ISBN 978-3-7026-5872-4

1. Auflage 2014

Einbandgestaltung: b3k unter Verwendung eines Fotos von plainpicture/LP

© Copyright 2014 by Verlag Jungbrunnen Wien

Alle Rechte vorbehalten – printed in Austria

Deborah EllisIch heiße Parvana

Aus dem kanadischen Englisch übersetzt

Sieh im Glossar am Ende des Buches nach, wenn dir ein Wort nicht vertraut ist.

Deborah Ellis

ist Schriftstellerin und Psychotherapeutin und lebt in Simcoe, Ontario.

Sie verbrachte viele Monate in afghanischen Flüchtlingslagern in Pakistan, wo sie Gespräche mit Frauen und Mädchen führte. Die Geschichten, die sie dort hörte, und die Menschen, die sie kennenlernte, inspirierten sie zur Trilogie Die Sonne im Gesicht, Allein nach Mazar-e Sharif und Am Meer wird es kühl sein. Die Romane wurden in 25 Sprachen übersetzt, mehr als eine Million Dollar aus den Tantiemen spendete Deborah Ellis an „Canadian Women for Women in Afghanistan“ und „Street Kids International“.

Sie hat zahlreiche nationale und internationale Preise erhalten.

Für jene, die jeden Morgen aufstehen und sich den Anforderungen des Tages stellen

EINS

„Heißt du Parvana?“

Das Mädchen in dem staubigen blauen Tschador reagierte nicht. Die Gefangene saß reglos auf dem harten Metallstuhl und hielt die Lider gesenkt. Der Stoff des Tschadors bedeckte die untere Hälfte ihres Gesichts.

Ihre Mundwinkel hatten beim Erkennen der englischen Wörter vielleicht ein klein wenig gezuckt, aber die beiden Unifor­mierten, die sie anstarrten, ein Mann und eine Frau, hatten jedenfalls nichts davon bemerkt.

„Heißt du Parvana?“

Die Frau übersetzte die Frage des Mannes ins Dari, dann ins Paschtu. Und nach einer Pause auch ins Usbekische.
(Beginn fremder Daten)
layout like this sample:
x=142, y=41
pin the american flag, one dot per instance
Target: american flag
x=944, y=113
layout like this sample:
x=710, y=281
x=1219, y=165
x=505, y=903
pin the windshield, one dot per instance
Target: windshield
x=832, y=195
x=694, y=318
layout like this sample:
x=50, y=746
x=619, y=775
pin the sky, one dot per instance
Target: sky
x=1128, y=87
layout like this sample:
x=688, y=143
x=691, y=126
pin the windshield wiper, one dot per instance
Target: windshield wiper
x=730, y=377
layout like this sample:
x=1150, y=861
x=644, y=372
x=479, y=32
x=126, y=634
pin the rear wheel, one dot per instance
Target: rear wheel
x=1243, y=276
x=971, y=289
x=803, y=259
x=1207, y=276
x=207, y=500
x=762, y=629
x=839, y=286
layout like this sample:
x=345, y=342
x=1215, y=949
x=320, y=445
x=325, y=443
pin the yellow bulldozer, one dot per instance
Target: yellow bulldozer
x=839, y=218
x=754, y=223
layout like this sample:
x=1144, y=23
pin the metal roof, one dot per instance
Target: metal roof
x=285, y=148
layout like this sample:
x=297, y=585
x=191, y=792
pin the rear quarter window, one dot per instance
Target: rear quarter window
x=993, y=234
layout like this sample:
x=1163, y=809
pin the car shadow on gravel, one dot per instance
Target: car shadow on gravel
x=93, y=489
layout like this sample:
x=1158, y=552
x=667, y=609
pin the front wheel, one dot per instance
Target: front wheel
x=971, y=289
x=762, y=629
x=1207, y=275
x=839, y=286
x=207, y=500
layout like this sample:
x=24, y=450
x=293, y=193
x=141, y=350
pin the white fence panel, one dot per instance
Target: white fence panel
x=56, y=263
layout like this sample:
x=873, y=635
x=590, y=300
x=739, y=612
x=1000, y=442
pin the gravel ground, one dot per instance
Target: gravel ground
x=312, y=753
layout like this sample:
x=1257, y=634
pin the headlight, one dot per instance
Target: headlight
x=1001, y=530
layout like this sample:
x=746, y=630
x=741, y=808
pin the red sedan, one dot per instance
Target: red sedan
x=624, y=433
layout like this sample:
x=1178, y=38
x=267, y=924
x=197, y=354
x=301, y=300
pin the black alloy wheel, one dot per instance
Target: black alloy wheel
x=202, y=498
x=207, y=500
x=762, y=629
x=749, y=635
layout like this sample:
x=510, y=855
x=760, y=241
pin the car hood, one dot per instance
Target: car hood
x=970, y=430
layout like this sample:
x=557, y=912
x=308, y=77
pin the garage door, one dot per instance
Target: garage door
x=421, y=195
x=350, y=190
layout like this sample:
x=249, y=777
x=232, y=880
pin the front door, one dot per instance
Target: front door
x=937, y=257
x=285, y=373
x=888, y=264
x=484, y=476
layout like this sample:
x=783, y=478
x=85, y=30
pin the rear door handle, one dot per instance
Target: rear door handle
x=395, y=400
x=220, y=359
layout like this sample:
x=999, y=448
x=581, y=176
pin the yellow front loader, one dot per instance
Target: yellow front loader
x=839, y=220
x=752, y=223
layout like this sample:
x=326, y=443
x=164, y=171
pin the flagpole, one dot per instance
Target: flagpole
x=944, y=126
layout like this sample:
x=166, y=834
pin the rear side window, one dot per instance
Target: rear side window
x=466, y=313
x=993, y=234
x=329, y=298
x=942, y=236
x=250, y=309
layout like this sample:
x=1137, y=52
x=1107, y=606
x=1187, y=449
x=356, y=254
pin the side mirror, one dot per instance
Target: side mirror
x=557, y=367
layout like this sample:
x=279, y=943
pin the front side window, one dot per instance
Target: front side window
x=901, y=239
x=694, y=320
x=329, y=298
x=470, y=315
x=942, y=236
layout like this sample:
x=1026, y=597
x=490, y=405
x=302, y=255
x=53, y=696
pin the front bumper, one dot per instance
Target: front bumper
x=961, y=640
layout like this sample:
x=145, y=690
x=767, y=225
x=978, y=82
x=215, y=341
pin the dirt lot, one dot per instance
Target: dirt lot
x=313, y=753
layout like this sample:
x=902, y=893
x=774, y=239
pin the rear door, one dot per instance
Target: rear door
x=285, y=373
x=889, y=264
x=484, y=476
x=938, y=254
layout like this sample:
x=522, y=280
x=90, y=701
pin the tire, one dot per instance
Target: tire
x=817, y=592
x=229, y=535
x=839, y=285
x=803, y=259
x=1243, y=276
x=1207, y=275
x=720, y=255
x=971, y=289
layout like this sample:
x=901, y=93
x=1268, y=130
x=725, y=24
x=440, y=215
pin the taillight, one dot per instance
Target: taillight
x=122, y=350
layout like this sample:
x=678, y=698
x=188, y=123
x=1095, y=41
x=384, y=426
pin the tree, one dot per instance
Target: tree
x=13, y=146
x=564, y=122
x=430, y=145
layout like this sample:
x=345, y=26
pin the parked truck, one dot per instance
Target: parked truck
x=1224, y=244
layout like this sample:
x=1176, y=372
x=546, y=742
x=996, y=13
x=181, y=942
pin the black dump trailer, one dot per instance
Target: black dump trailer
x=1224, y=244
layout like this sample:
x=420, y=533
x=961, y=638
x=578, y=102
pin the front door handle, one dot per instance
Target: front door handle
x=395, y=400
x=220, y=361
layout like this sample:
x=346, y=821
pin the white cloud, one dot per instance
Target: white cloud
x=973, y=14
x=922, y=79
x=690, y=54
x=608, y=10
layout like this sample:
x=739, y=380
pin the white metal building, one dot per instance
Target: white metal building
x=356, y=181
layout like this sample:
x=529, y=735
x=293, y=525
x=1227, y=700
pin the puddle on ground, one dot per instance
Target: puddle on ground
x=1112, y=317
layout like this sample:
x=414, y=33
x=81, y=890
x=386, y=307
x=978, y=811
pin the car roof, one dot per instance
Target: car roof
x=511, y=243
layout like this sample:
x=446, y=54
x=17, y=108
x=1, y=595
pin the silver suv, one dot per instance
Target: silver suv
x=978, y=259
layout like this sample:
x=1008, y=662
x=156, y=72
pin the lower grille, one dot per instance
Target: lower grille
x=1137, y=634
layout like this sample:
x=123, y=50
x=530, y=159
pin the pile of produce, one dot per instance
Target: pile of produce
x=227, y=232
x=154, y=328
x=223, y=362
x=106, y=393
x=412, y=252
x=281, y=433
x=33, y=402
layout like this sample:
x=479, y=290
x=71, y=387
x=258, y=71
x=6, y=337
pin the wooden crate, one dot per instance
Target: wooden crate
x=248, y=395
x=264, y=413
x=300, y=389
Das Mädchen rührte sich immer noch nicht.

„Sie antwortet nicht, Sir.“

„Das sehe ich, Corporal. Fragen Sie sie noch einmal.“

Die Frau räusperte sich und wiederholte die Frage in allen drei Sprachen.

„Heißt du Parvana?“

Diesmal sprach sie lauter, als wäre es an der mangelnden Lautstärke gelegen, dass das Mädchen nicht antwortete.

Das Mädchen rührte sich nicht und gab auch jetzt keine Ant­wort. Sie hielt den Blick hartnäckig auf eine Schleifspur am Boden geheftet.

Aus der Ferne drangen Geräusche gedämpft durch die Wände in den kleinen Büroraum. Ein LKW-Motor. Stiefel, die auf Sand marschierten. Ein Jet, der über ihre Köpfe hinwegdüste. Das Surren eines Hubschrauberpropellers.

Das Mädchen wusste, dass noch andere Menschen da waren. Sie hatte sie gesehen, als sie aus dem LKW getrieben und an diesen Ort gebracht worden war, wo sie jetzt in diesem kleinen Raum auf diesem harten Stuhl sitzen musste. Aber auch auf dem Transport hierher hatte sie sich nicht umgesehen, sondern hatte ihren Blick nur auf den Sand und Stein im Hof, dann auf die Zementstufen und schließlich auf den harten grauen Fußbo­den in dem langen Gang gerichtet.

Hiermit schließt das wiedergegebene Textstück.